How Can Cognitive-Behavioral Therapy Help?

Cognitive-behavioral therapy for GAD can help you identify your beliefs about the costs and benefits of worrying, and show you how to recognize the difference between productive and unproductive worrying. Your therapist will help you carry out experiments in “letting go” of worry and postponing worry. In addition, you will learn how to overcome your avoidance of activities or thoughts about which you worry. Your therapist may also use interventions such as muscle relaxation, biofeedback, breathing exercises, time management techniques, and treatment of insomnia in order to reduce your overall levels of anxious arousal.

Other interventions may include addressing your concern that worrying too much may be harmful, assessing your tendency to jump to conclusions that awful things will happen, and helping you learn to distinguish between anxiety and actual facts. Your therapist can teach you to use an extensive self-help form (“Questions to Ask Yourself If You Are Worrying”) that can help you get a better perspective on worrying. Finally, since you are worrying throughout the day, your therapist will assist you in limiting worry to “worry time” and will help you keep track of the different themes of worry.

How Effective Is Cognitive-Behavioral Therapy for Generalized Anxiety Disorder?

Given the apparent long course of GAD, it is promising that new forms of treatment are proving to be effective. In some studies, cognitive-behavioral therapy has proven to be more effective than medications in the treatment of GAD. It leads to a reduction of the need to use medications, and in some cases patients continue to improve even more after therapy is completed. About 50% of patients with GAD show significant improvement.

Are Medications Useful?

Many patients with GAD also benefit from the use of medication, which can decrease the feeling of anxiety and apprehension. The value of medication is that it can make you feel less anxious very rapidly. Medication may be an essential part of your treatment, while you learn - in therapy - how to handle your problems more effectively.

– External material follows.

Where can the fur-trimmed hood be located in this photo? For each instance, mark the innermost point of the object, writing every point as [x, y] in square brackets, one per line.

What Is Expected of You as a Client?

Because you may have been a worrier all your life, you may be pessimistic about the chances that anything will help you. It is true that you won't get better overnight, so you will have to work on your worries and anxiety on a regular basis. Your therapist will want you to come to sessions on a weekly basis, to keep track of your worries, to practice relaxation or breathing exercises at home, and to work on managing your schedule so that you are not overburdened. In addition, your therapist will help you identify your worries and help you view things in a more realistic perspective. To do this, you will be asked to write down the things that you are worried about, and to use self-help homework techniques to challenge your negative thinking. You may also be asked to work on solving problems more effectively and on learning how to interact with people more productively.


The information on this page is provided for informational purposes only and does not replace in any way a formal medical or psychiatric evaluation or suggest a diagnosis. If you suspect you may be experiencing any of the above symptoms we would recommend you seek an evaluation by a psychiatrist or medical practitioner. All therapy should begin with seeking any medical reasons for the presenting problem.